On peut toutefois comparer la description du sceau, très précise, qui est faite dans la résolution du 24 mai 1833 à l’empreinte qui apparaît à côté de la résolution du 23 mai 1834, ainsi qu’à la description, elle aussi fort détaillée, qu’en donne Alfred Hawkins la même année :

« The Corporation seal represents a female figure, in a sitting position, leaning upon a shield, on which is a lion passant, holding a Key. Above is a cornucopia, and on the side a bee-hive. At her feet is seen a beaver. The figure points to the river, where there is a ship at anchor. In the back ground is a representation of Cape Diamond. The following are the legends on the seal, above — Natura fortis, industria crescit: — below — Condita Quebecense, A. D. MDCVIII.  Civitatis Regimine Donata, A. D. MDCCCXXXIII. »

Hawkins, Alfred. Hawkins’s picture of Quebec; with historical recollections.
Quebec, 1834
.

Il faut noter que c’est le même Alfred Hawkins qui, l’année suivante, a dessiné ce sceau sur un Plan de la Cité de Québec.

Si l’on tient pour acquis que la première résolution rapporte, de façon fidèle et complète, la teneur du dessin présenté par Joseph Légaré, l’on peut identifier quatre différences :

  • la basse ville a disparu…
  • mais le fleuve s’est orné d’un bateau;
  • les épis de blé ont été placés dans une corne d’abondance;
  • une devise Natura fortis, industria crescit[2] et un texte viendraient compléter le tout.

Il est raisonnable de penser que la maxime n’apparaissait pas dans le dessin initial de 1833 et que son addition s’est faite en même temps que les autres ajouts, le tout en concordance. Ce que l’on pourrait interpréter de la façon suivante : La maxime met l’accent sur le développement de Québec, dû principalement à sa position sur le fleuve, et bien évidemment au commerce par bateau que celui-ci permettait, assurant à la ville sa prospérité, illustrée par la corne d’abondance.

Pour faire la description de ce sceau, dans sa version officielle, on peut se référer à l’historien Pierre Georges Roy.

« Les armes de la cité de Québec peuvent se décrire ainsi : Strenna[3], déesse de l’activité et du travail, montre d’une main le fleuve Saint-Laurent et de l’autre tient quelques épis de blé.

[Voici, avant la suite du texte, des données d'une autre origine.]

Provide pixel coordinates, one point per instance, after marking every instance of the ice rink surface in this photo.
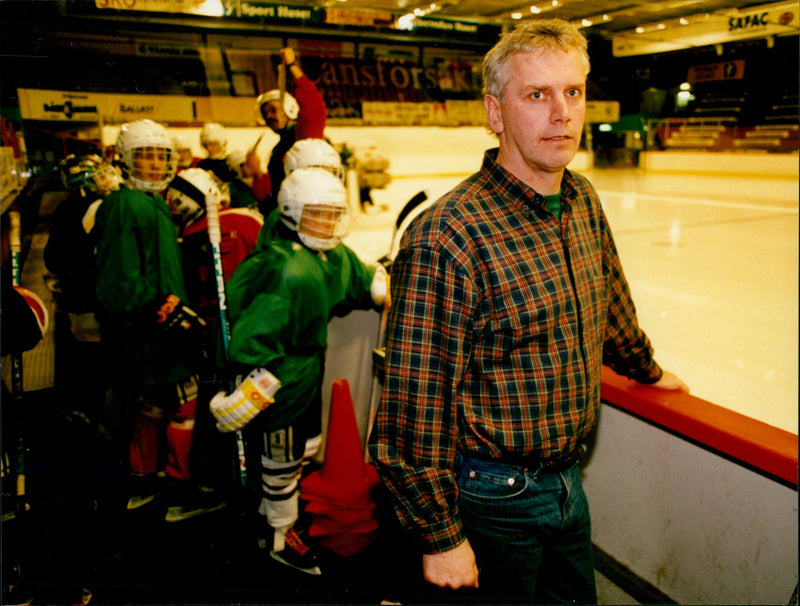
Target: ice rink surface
(713, 265)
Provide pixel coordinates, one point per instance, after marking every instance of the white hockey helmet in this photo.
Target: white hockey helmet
(147, 155)
(235, 160)
(290, 106)
(313, 203)
(213, 132)
(90, 173)
(189, 191)
(313, 152)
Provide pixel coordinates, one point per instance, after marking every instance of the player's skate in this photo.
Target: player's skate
(201, 501)
(297, 554)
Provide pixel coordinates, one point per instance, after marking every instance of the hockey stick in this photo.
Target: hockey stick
(214, 236)
(282, 82)
(17, 386)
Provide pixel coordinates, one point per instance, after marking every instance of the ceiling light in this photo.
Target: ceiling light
(406, 22)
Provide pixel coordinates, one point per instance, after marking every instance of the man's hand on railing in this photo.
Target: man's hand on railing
(670, 381)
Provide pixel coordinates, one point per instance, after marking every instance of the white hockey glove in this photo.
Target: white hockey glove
(250, 397)
(379, 288)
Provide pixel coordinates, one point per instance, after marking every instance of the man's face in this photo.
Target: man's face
(273, 115)
(150, 163)
(540, 121)
(214, 148)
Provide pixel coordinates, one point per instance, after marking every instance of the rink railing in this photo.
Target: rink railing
(722, 133)
(765, 448)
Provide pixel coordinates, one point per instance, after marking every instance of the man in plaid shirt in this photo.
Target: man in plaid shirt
(508, 296)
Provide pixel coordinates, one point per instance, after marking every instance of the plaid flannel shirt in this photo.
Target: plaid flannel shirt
(501, 318)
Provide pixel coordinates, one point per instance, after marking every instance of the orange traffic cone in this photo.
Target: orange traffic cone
(339, 496)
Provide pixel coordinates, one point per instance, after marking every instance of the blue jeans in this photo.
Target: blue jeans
(530, 531)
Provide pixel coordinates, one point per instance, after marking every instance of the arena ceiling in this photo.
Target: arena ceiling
(606, 16)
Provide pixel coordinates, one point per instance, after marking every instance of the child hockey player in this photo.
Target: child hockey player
(150, 337)
(293, 118)
(281, 299)
(213, 454)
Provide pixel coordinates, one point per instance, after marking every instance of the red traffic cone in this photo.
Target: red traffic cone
(344, 457)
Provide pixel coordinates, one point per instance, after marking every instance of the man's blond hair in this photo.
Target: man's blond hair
(530, 36)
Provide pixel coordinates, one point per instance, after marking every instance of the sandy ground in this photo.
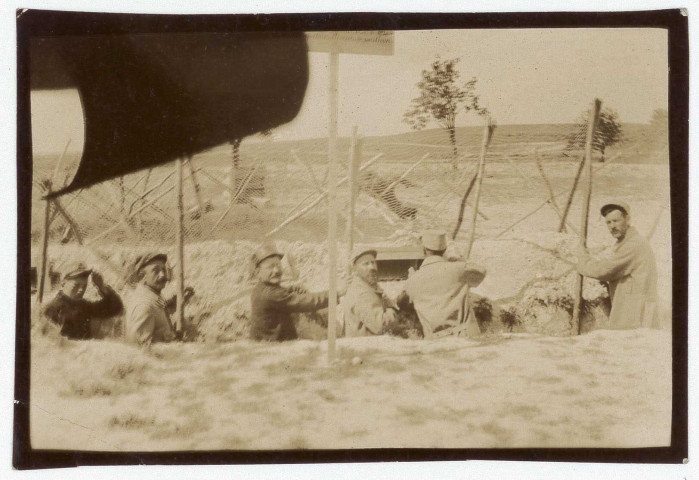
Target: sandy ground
(605, 389)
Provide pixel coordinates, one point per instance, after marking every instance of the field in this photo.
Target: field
(527, 383)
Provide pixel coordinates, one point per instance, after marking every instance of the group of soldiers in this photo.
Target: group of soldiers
(438, 292)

La déesse est appuyée sur un bouclier sur lequel est fixé un lion passant, qui tient une clef ce qui veut dire, probablement, que Québec est la clef du Canada. Au-dessus est un carmicopia[4] et sur le côté une ruche d’abeilles. Aux pieds de la déesse, on voit un castor. La déesse regarde le fleuve sur lequel se trouve un navire à voiles à l’ancre. Dans le lointain se dessine le Cap Diamant. Le Cap Diamant est toujours là avec sa beauté sauvage, mais le navire à voiles, hélas! est disparu du fleuve, emportant avec lui la prospérité de la capitale. Les armes de Québec portent la devise : Natura fortis, industria crescit. Tout en bas, on lit Condita Quebecense. A. D. MDCVIII Civitatis Regimine Donata. A. D. MDCCCXXXIII. »

ROY, Pierre-Georges. Les mots qui restent. Québec, 1940.


[1]      « Déesse du travail. Elle agissoit et faisoit agir avec vigueur. Elle avoit un temple à Rome. La Fable ne lui donne point d’attributs. Une ruche a paru être celui qui désigne le mieux l’activité et le travail. Il ne faut pas confondre Strénua avec Strénia, Déesse romaine, qui présidoit aux présens qu’on se faisoit le premier jour de l’année, et qu’on nommoit Stréna, étrennes. »

Genlis, Stéphanie Félicité (comtesse de). Arabesques mythologiques,
ou Les attributs de toutes les divinités de la fable
. Paris. 1810.

[2] Que l’on pourrait traduire par « Forte de sa nature, elle se développe par le travail. » ou « Fortifiée par la nature, elle s’accroît par le travail ».

[3] Strénua…

[4] Ou plutôt cornucopia. Terme latin signifiant corne d’abondance et qui symbolise la fécondité.